In most cases, a vendor has built a carefully assembled context layer that shapes what the model sees before your words arrive. The model itself is often identical to what you'd get through a public API. The behavioral differences trace back to that assembly layer, not the model.
What It Is, Precisely
Context engineering is the practice of deliberately assembling the full input to a language model at inference time, treating everything the model processes — not just the user's message — as a design surface. A language model doesn't receive a message; it receives a context window, a finite buffer of text that it processes as a single unit to generate a response. The user's message is one component of that buffer. The rest is assembled by the system.
Context engineering is the discipline of designing that rest.
The field evolved from "prompt engineering" as practitioners discovered that optimizing the user-facing prompt was the wrong lever. The model's behavior is shaped by the entire context window. Focusing only on the user's words while leaving the surrounding structure unexamined is like tuning a radio station while ignoring that the transmitter is pointed the wrong direction.
How It Works
Three components do most of the work.
System prompts are instructions prepended to the conversation before any user input. They're invisible to the user and define the model's operating parameters: its persona, its constraints, its response format, the scope of what it will and won't address. A system prompt might be 500 words or 5,000. It might specify that the model should always respond in plain language, never speculate about legal liability, and treat every user as a federal civilian employee with no clearance. The model doesn't "remember" these instructions across sessions — they're reassembled fresh at every inference call.
Few-shot examples are sample exchanges embedded in the context that demonstrate the desired response pattern. Rather than describing what good output looks like, you show it. The model infers the pattern from the examples and applies it to the new input. Three well-chosen examples often do more to shape response style and format than a paragraph of explicit instruction. Counterintuitive, but consistent: models are better at pattern-matching than at following abstract rules.
Structured context assembly is the practice of programmatically composing the context window before the user's message lands. This is where the engineering complexity lives. The system pulls in relevant signals — user role, session history, task type, retrieved documents, current date, organizational metadata — and assembles them into a structured input. A modern large language model might have a context window of 128,000 tokens, roughly 100,000 words. A user's message is typically 50 to 200 tokens. The assembled context surrounding it might be 5,000 to 15,000 tokens. The user's words are a small fraction of what the model is actually processing.
The model's response is a function of the entire context, not the user's message alone. Change the system prompt, and you change the model's behavior across every conversation, without touching the model itself.
Okta Concept Mapping
Context engineering most resembles access token assembly at an authorization server. When an authorization server issues a token, it gathers claims from multiple sources — identity, group membership, resource policy, session state — and packages them into a structure that shapes what the bearer can do downstream. The resource server doesn't re-authenticate; it reads the claims and acts. Context engineering works analogously: the assembly layer gathers signals and packages them into the context window, where they shape model behavior downstream. The analogy holds well enough to be useful. Token claims are discrete, enumerable, and their effect on authorization decisions is deterministic. You can reason formally about what a token with claim X will authorize. A context window's effect on model output is probabilistic: the same context can produce different responses across runs, and the relationship between a specific instruction and model behavior cannot be formally audited the way a policy can be. That gap is not cosmetic. The governance model for context engineering is fundamentally unlike the governance model for token-based authorization, and treating them as equivalent will produce gaps.
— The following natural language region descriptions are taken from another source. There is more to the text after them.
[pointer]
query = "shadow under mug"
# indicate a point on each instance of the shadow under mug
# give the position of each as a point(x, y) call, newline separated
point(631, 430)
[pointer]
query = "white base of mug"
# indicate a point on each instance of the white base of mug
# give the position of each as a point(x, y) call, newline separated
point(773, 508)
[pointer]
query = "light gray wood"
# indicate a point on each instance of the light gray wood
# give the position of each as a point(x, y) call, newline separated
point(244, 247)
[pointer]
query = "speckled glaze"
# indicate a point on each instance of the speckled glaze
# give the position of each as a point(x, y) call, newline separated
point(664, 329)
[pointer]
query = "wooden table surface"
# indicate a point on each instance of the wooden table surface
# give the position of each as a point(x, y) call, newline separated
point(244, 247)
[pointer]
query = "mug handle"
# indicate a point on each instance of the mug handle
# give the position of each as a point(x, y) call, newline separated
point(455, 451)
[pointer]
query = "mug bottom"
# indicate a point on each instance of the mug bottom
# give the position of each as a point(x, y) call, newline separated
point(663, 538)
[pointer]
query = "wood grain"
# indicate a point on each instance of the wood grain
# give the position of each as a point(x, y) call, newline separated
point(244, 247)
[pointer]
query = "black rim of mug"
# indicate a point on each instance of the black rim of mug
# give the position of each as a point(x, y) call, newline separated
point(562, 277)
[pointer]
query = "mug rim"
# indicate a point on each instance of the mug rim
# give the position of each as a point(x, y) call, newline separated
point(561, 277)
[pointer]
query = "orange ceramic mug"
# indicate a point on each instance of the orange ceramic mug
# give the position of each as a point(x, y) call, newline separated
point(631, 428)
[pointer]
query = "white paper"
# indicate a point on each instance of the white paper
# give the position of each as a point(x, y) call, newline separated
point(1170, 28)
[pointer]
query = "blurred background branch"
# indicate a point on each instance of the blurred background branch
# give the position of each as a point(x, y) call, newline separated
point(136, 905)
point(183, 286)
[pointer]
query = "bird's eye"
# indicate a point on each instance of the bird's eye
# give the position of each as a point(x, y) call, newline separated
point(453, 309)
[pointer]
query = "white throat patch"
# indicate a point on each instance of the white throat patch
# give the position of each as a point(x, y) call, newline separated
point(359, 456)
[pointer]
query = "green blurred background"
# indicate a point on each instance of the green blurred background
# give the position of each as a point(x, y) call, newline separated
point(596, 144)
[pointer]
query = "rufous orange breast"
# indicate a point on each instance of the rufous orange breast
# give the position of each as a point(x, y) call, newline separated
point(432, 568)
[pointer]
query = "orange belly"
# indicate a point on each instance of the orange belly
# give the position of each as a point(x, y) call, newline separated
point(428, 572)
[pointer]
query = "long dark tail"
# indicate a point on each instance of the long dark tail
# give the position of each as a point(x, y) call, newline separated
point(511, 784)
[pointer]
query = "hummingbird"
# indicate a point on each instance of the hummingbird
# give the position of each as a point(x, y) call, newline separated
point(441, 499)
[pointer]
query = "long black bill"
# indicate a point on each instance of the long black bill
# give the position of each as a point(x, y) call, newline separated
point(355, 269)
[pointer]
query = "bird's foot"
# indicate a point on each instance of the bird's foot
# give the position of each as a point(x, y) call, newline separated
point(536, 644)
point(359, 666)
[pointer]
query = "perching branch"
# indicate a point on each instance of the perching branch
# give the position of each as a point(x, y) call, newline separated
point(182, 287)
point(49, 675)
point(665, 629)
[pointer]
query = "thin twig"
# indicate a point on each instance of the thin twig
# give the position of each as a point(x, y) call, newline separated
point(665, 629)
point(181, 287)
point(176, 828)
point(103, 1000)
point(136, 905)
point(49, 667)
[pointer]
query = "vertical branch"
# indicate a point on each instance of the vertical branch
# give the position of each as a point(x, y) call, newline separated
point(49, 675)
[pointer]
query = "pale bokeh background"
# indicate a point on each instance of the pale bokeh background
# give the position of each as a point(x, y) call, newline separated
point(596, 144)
What This Means in a Vendor Conversation
When a vendor tells a CIO they've built a "custom AI," that claim covers at least three distinct things, and they're not equivalent.
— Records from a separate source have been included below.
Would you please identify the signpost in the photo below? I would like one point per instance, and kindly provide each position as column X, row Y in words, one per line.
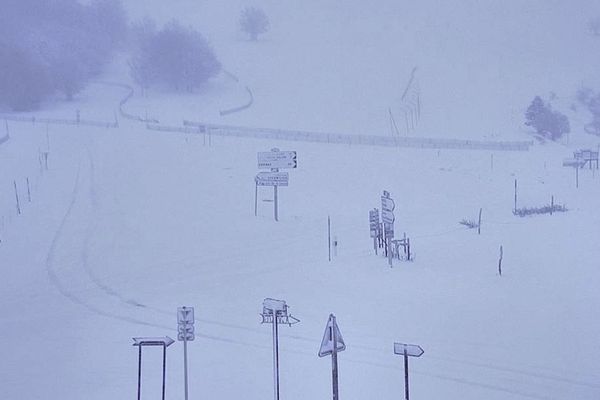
column 387, row 215
column 165, row 342
column 332, row 343
column 407, row 350
column 185, row 332
column 276, row 312
column 374, row 227
column 273, row 160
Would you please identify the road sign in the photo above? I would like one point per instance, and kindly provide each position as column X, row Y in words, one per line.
column 272, row 179
column 277, row 159
column 387, row 204
column 412, row 350
column 185, row 315
column 328, row 337
column 388, row 217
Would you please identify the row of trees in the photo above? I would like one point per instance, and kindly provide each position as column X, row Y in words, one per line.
column 54, row 47
column 59, row 46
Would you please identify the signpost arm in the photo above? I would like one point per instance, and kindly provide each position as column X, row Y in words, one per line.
column 164, row 369
column 334, row 371
column 139, row 372
column 185, row 361
column 405, row 374
column 275, row 355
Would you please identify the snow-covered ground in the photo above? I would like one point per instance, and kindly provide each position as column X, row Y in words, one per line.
column 127, row 224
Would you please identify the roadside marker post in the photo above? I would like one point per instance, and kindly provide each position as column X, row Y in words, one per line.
column 276, row 312
column 407, row 350
column 185, row 333
column 331, row 344
column 165, row 342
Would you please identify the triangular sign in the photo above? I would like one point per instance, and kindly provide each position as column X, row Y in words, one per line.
column 331, row 332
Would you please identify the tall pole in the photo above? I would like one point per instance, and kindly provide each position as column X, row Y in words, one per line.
column 275, row 203
column 334, row 371
column 405, row 374
column 164, row 369
column 329, row 235
column 275, row 355
column 185, row 362
column 139, row 372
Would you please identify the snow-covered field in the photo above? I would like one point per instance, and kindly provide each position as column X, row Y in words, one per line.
column 127, row 224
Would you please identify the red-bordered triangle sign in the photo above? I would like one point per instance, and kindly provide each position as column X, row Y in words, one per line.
column 332, row 331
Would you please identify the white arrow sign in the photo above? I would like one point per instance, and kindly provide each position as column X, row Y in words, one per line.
column 327, row 343
column 412, row 350
column 185, row 315
column 277, row 159
column 272, row 179
column 387, row 204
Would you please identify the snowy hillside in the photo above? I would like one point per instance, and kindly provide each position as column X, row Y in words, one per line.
column 128, row 224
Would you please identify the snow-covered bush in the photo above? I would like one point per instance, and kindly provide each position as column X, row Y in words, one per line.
column 177, row 57
column 546, row 122
column 254, row 22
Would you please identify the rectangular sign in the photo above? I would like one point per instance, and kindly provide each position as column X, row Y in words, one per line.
column 277, row 159
column 388, row 217
column 412, row 350
column 272, row 179
column 387, row 204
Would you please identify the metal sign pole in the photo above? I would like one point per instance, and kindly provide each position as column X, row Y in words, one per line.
column 275, row 356
column 164, row 370
column 185, row 364
column 334, row 371
column 139, row 372
column 405, row 374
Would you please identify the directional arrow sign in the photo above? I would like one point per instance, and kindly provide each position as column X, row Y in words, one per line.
column 185, row 315
column 388, row 216
column 387, row 204
column 153, row 341
column 327, row 343
column 272, row 179
column 277, row 159
column 412, row 350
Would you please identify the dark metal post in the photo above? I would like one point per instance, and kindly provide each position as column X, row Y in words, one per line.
column 405, row 374
column 329, row 235
column 164, row 369
column 275, row 355
column 334, row 371
column 139, row 372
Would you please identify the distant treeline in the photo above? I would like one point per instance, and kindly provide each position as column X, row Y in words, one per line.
column 55, row 46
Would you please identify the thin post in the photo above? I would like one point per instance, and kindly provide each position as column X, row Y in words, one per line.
column 17, row 197
column 500, row 261
column 255, row 198
column 28, row 190
column 329, row 235
column 406, row 395
column 334, row 370
column 275, row 356
column 164, row 370
column 185, row 362
column 139, row 372
column 515, row 196
column 275, row 205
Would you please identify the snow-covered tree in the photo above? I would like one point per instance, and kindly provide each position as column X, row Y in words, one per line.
column 547, row 122
column 180, row 58
column 254, row 22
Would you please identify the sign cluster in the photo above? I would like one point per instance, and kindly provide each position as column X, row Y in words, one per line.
column 273, row 160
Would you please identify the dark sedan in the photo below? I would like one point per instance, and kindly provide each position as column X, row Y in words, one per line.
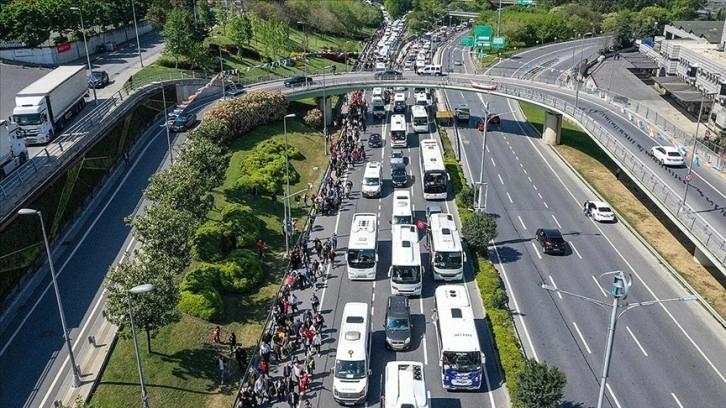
column 389, row 74
column 183, row 122
column 298, row 80
column 375, row 140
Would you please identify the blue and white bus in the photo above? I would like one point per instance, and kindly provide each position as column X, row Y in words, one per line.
column 433, row 171
column 460, row 355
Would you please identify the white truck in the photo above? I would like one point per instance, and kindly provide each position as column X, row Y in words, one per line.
column 43, row 107
column 379, row 107
column 13, row 152
column 405, row 385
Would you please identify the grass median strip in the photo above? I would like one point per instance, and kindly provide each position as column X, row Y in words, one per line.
column 596, row 167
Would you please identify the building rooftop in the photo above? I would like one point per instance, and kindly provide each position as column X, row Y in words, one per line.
column 708, row 30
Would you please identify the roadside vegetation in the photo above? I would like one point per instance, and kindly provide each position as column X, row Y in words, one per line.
column 633, row 206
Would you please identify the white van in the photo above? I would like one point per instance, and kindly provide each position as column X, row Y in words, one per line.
column 350, row 375
column 372, row 180
column 430, row 70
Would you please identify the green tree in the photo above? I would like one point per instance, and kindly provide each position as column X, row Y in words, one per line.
column 178, row 38
column 540, row 386
column 479, row 230
column 152, row 310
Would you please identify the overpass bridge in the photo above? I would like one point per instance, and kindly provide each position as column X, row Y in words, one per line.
column 611, row 130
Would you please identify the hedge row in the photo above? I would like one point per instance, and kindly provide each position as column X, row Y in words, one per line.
column 490, row 285
column 225, row 250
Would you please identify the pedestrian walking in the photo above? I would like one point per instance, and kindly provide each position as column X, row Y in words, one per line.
column 241, row 356
column 222, row 368
column 260, row 247
column 232, row 339
column 314, row 302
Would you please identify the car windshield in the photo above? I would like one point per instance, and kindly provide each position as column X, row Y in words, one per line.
column 406, row 274
column 397, row 324
column 371, row 181
column 361, row 258
column 462, row 361
column 29, row 119
column 350, row 369
column 448, row 260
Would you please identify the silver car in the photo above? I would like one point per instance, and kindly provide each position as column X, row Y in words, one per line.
column 397, row 157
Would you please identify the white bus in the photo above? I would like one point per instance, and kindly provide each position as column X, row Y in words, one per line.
column 420, row 118
column 405, row 272
column 447, row 253
column 362, row 254
column 405, row 385
column 350, row 376
column 402, row 208
column 459, row 352
column 433, row 171
column 398, row 131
The first is fine-tuning: modifying the model's weights by training on domain-specific data. Expensive, requires ongoing maintenance as base models improve, and increasingly rare because context engineering has gotten good enough to substitute for it in most enterprise use cases.
The second is context engineering: building a sophisticated assembly layer on top of a commodity model. Legitimate differentiation. A well-engineered context layer can make a general-purpose model behave like a domain expert, enforce compliance constraints, maintain consistent persona, and adapt to user role, all without touching the model itself.
The third is a system prompt on a commodity model with a marketing wrapper. Also common.
Ask the vendor directly what's customized: the model weights, the context assembly layer, or both? A vendor with real context engineering work will have a concrete answer about what signals they're assembling, how they're structured, and how they're maintained. A vendor selling the third option will change the subject.
For public sector accounts specifically, the context assembly layer is also where compliance constraints live. Data handling restrictions, response scope limitations, role-based behavioral differences — these are implemented as context engineering decisions, not model properties. That means they're configurable, auditable at the assembly layer, and dependent on the vendor's discipline in maintaining them. Worth asking about before the procurement closes.
The model is a commodity. The context layer is the product.